Even though I can see this now, I find it so hard to accept. During this admission I was pushing for discharge, one of my respiratory nurses came along and tried to make me see that I needed to rest. Rest?! I laughed and gave her my usual spiel of not being an old person, and I wasn't planning to go home and run any marathons. We always have the same conversation, I'm sure she knows what I'm going to say before I open my mouth, but... I just can't accept that I need to rest/recover/take it easy.
When I eventually did make it home, I can't say that I did much but I felt awful afterwards. I find it impossible to go home and do nothing though, I live on my own and nobody else is going to do things like clear up after baby Tommy (my gorgeous cat), feed baby Tommy, make me something to eat and drink, tidy up, etc etc.

I guess it's all part of my determination and sometimes stupidity in refusing to let this rule my life more than it already does. Yes, I need to be in hospital every so often, but look, I'm fine now, I'm just like any other 'normal' person.
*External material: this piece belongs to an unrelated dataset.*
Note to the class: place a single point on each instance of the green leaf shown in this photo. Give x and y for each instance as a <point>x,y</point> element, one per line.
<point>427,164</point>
But I'm not, I have brittle asthma, I have life threatening asthma attacks, I've come very close to dying a few times and I'm lucky to be alive and not have more long term complications. This is another thing I find hard to say, it sounds so dramatic but it's the truth, it's what I'm told by my Drs and nurses, and what is written on my discharge summaries.

Meh, see now I want to delete all these because it sounds so over the top. There are a few people I've come across who are all doom and gloom and drama and look at me, I don't want to be like them!!!!
But no, I will post this, I guess it's been therapeutic in a way, to admit how I feel when I spend most of my time refusing to accept it, accept that my stupid lungs do make me different to other people, and that 'recovering' from acute attacks/admissions is part of my condition.